Donna ferita nella strage, il marito ferito sui social sottoscrive le parole di Mezzetti contro il fratello

Ieri sui social il marito ferito della donna ricoverata al Maggiore, nonchè cognato di Giovanni Esposito, ha sottoscritto le parole del sindaco


3 minuti di lettura

Da una parte la verità di Giovanni Esposito, fratello di una delle vittime della strage dello scorso 16 maggio a Modena, quando l’auto guidata da Salim El Koudri travolse otto persone in centro a Modena. Secondo Esposito le istituzioni, e il sindaco di Modena in particolare, hanno abbandonato la sua famiglia e nessuno avrebbe contattato i parenti della vittima.

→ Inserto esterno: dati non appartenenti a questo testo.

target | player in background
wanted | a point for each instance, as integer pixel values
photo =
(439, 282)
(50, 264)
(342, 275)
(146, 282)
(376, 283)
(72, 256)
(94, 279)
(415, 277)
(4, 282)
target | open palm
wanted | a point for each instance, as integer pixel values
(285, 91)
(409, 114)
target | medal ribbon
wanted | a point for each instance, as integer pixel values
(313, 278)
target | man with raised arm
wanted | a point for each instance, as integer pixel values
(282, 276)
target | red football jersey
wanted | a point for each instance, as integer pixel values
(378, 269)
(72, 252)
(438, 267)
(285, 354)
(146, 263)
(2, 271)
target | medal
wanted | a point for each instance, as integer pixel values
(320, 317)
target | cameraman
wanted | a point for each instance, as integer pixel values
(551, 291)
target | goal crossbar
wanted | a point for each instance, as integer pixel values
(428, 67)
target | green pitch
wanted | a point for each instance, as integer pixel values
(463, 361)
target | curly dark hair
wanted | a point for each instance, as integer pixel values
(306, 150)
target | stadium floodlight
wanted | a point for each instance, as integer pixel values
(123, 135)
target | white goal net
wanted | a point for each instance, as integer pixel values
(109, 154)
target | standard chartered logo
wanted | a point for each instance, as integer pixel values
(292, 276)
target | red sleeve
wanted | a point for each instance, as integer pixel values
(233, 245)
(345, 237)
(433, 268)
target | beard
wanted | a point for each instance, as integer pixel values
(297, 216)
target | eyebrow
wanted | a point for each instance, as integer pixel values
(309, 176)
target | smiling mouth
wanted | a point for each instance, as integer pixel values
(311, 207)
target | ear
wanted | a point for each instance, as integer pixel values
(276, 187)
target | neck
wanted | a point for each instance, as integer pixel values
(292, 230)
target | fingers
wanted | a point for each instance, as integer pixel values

Dall'altra la verità del sindaco di Modena, Massimo Mezzetti che in Consiglio comunale ha dato una versione completamente diversa affermando di essere in costante contatto con la figlia della vittima e accusando Esposito di fare un uso strumentale del proprio dolore.

La dichiarazione

'Per quanto riguarda le persone ricoverate all'ospedale Maggiore di Bologna, una coppia formata da marito e moglie, posso dire che l'uomo è fuori pericolo, anche se ricoverato in altro reparto mentre la donna è ancora in terapia intensiva - ha detto testualmente Mezzetti come dato conto da La Pressa -. La famiglia come da richiesta di una delle figlie con cui sono in contatto, intende mantenere il massimo riserbo sulle condizioni dei genitori e anche per questo motivo non aggiungerò altre informazioni in merito.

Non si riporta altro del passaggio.